When Vince Ames of The Dalles got a call from an unknown number and a person on the other end of the line claimed to represent Medicare and asked for personal information, he knew that a scam was in play.

“He wanted to know about my blood pressure and other health issues, and I told him that I was not going to give him that information,” said Ames, 70.

“He said, ‘Oh, it’s for your own good, Mr. Ames.’ And I told him that he needed to get a real job and quit scaring senior citizens.”

Ames said what concerned him was that another senior might get caught in the scam. So, he called a Chronicle reporter and asked to have a warning published.

“What he’s doing is just not right,” he said.

Although the conversation between Ames and his caller did not develop enough for the man to obtain any useful data, similar scams are bilking people across the United States, or the government itself.

According to the Medicare Resource Center, there are many variations of Medicare fraud, most aimed at obtaining your card number, which can be used to swindle the government.

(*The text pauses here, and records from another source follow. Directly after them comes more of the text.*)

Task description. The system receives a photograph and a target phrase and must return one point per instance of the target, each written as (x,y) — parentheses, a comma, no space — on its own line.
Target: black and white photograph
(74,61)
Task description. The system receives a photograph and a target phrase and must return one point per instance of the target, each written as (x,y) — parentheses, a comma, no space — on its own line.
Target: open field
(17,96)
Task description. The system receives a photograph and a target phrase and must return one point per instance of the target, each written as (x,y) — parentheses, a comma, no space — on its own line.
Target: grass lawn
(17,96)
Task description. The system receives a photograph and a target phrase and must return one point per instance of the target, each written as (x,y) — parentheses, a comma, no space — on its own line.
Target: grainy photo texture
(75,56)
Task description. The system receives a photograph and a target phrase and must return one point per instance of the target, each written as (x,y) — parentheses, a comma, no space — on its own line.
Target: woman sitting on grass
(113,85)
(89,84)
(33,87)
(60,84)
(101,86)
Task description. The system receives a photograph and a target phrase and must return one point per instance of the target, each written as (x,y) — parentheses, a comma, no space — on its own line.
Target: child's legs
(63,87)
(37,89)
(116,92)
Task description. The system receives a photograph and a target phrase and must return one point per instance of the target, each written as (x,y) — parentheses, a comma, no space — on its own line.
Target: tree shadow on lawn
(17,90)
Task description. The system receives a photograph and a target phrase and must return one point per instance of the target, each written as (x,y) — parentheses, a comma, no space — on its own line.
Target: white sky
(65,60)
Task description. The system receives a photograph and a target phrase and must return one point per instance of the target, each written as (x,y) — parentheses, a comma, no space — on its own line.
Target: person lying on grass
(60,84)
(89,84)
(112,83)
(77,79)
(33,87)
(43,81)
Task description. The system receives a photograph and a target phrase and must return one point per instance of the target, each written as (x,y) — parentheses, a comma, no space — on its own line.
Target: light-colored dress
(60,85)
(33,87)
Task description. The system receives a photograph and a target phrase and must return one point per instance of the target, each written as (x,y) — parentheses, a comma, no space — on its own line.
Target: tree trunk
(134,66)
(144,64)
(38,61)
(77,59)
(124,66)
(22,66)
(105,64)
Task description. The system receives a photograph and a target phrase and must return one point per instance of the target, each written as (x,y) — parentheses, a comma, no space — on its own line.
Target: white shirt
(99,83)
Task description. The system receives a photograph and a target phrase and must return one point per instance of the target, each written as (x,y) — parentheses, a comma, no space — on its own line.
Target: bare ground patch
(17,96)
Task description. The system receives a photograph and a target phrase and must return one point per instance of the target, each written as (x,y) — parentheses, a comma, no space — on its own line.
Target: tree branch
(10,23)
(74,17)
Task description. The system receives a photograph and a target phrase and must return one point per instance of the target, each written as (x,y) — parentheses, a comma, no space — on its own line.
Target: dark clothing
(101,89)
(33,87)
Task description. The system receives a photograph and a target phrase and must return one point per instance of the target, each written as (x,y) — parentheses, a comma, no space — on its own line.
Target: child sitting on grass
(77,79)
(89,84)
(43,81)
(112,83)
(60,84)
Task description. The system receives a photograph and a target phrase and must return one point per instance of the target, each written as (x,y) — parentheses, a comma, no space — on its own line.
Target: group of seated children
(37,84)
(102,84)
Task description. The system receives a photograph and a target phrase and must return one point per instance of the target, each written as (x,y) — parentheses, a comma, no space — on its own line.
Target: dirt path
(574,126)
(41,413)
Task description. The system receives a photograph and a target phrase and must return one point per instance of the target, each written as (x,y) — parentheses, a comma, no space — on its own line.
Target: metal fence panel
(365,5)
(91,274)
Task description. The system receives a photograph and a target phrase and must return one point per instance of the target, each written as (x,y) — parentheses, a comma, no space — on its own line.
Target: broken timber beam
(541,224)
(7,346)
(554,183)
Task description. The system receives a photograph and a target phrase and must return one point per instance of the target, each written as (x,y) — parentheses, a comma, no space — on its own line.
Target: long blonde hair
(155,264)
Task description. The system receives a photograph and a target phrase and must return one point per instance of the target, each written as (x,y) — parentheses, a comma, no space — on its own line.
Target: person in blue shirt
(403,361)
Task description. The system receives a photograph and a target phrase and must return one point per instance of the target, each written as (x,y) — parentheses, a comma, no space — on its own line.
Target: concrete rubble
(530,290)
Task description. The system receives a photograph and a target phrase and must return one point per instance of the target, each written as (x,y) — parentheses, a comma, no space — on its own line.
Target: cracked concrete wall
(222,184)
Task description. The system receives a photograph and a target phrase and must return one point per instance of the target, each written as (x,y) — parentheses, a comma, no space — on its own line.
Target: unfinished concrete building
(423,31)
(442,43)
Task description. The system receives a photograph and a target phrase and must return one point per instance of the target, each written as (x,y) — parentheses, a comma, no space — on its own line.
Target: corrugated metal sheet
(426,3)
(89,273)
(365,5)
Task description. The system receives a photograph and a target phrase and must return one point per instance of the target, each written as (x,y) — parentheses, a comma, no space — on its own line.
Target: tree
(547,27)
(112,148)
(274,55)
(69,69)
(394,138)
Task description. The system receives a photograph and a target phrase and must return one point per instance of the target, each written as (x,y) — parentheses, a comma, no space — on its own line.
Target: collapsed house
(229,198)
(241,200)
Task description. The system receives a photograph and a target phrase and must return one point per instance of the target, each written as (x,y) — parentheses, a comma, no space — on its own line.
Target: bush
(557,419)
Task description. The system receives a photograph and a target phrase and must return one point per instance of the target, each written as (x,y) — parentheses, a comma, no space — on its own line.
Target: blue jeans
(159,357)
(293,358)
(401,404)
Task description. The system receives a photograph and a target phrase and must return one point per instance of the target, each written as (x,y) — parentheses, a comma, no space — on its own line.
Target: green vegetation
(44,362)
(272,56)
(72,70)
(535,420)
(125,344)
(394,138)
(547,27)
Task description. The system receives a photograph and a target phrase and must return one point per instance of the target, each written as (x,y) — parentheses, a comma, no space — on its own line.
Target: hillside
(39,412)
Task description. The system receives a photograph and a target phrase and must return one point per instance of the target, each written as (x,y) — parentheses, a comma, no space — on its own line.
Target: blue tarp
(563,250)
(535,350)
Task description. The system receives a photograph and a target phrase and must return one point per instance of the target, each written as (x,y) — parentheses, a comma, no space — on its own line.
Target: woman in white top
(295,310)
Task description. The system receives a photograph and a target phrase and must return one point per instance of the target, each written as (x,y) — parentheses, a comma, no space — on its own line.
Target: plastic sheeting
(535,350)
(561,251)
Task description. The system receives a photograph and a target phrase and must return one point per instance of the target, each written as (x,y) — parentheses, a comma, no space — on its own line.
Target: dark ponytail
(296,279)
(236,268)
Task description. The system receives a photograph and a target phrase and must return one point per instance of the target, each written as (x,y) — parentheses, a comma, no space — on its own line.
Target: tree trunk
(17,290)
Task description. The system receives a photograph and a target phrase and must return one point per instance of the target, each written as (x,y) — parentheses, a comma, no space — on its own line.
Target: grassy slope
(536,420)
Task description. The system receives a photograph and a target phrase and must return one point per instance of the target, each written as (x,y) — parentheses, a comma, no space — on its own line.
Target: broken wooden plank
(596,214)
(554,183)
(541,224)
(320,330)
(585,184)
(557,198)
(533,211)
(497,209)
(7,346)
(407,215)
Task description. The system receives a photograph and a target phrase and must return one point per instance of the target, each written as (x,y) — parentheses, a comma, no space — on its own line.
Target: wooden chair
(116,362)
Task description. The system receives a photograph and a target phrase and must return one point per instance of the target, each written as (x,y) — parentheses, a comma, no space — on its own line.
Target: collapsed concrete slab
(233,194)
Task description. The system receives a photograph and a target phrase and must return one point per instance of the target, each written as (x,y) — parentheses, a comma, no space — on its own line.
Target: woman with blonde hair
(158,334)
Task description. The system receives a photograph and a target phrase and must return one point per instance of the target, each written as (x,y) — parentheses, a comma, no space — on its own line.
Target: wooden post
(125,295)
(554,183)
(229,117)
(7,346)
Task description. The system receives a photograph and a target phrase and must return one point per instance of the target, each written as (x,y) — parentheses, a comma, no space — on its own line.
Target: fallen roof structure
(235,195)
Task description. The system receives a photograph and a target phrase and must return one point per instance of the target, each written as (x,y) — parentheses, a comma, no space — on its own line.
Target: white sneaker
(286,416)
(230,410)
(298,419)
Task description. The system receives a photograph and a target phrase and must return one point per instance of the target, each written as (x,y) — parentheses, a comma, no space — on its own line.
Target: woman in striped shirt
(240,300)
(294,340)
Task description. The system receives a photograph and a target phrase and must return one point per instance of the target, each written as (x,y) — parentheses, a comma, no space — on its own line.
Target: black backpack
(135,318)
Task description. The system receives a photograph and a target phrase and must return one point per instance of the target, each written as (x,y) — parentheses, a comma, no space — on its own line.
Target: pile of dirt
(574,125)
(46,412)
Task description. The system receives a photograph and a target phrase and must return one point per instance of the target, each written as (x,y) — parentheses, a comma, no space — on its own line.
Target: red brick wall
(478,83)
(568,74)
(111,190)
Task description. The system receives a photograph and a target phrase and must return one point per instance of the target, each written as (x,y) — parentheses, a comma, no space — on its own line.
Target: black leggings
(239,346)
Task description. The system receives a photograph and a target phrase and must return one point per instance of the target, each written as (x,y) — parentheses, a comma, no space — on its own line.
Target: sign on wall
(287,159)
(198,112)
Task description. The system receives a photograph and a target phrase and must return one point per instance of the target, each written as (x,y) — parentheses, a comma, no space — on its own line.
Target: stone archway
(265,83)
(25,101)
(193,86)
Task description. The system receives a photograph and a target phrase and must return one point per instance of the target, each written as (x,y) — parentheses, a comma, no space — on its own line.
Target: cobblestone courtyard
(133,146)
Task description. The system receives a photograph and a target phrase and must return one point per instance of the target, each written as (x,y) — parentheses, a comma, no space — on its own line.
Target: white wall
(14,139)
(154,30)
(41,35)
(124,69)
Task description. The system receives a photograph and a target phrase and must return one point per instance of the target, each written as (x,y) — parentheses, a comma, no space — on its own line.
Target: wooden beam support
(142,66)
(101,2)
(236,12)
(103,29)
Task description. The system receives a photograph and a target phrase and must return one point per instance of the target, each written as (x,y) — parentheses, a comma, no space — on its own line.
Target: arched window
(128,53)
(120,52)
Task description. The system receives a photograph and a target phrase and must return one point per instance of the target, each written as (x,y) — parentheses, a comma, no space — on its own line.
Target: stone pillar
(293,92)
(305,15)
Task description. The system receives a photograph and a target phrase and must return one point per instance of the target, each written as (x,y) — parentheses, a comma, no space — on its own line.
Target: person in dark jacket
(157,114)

For example, the caller offers to arrange for purchase of less expensive prescription drugs, or use of a wheelchair. Medicare recipients may also be promised relief from chronic joint discomfort with some type of new brace, or help around the home with cooking and cleaning.

In some cases, such as delivery of an “arthritis kit,” the scammer provides a bunch of Velcro braces and assorted knee and ankle wraps, and then bills Medicare thousands for state-of-the-art equipment.

In all these scenarios, services are either low-level or nonexistent and Medicare is billed top dollar.

A conservative estimate by government officials is that Medicare graft totals about $60 billion a year, roughly 10 percent of the program cost. Some analysts believe the fraud rate could actually be much higher than that.

Medicare warns people to be wary of medical suppliers who contact you out of the blue. Legitimate companies don’t use that sales tactic.

Some of the callers ask for payment and billing information. Real Medicare representatives are not allowed to ask you for payment over the phone.

Although Medicare scams are most frequent during the period of open enrollment, which is Oct. 15 to Dec. 7, they can happen at any time of the year.

Recipients of Medicare are asked to check their monthly statement for suspicious charges they don’t recognize and report them.

The Dalles Police Detective Sgt. Eric Macnab said people should be as cautious with their Medicare card as they are with a credit card.

“Don’t give out personal information over the phone,” he said. “Don’t trust anyone who calls unsolicited.”

Macnab asks people receiving scam calls to let the police department know at 541-296-2613.

“We like to keep track of how many people this is happening, to,” he said.

Catching the bad guys in scams is very difficult, he said, because many of the calls are made from out of the country. Therefore, he said it is important to share information with other community members about the latest fraud schemes that are circulating. He said the types of scenarios played out by scammers are always morphing so people need to err on the side of caution.

Medicare asks that people report activity they think might be fraudulent at 1-800-633-4227 or online, www.stopmedicarefraud.gov.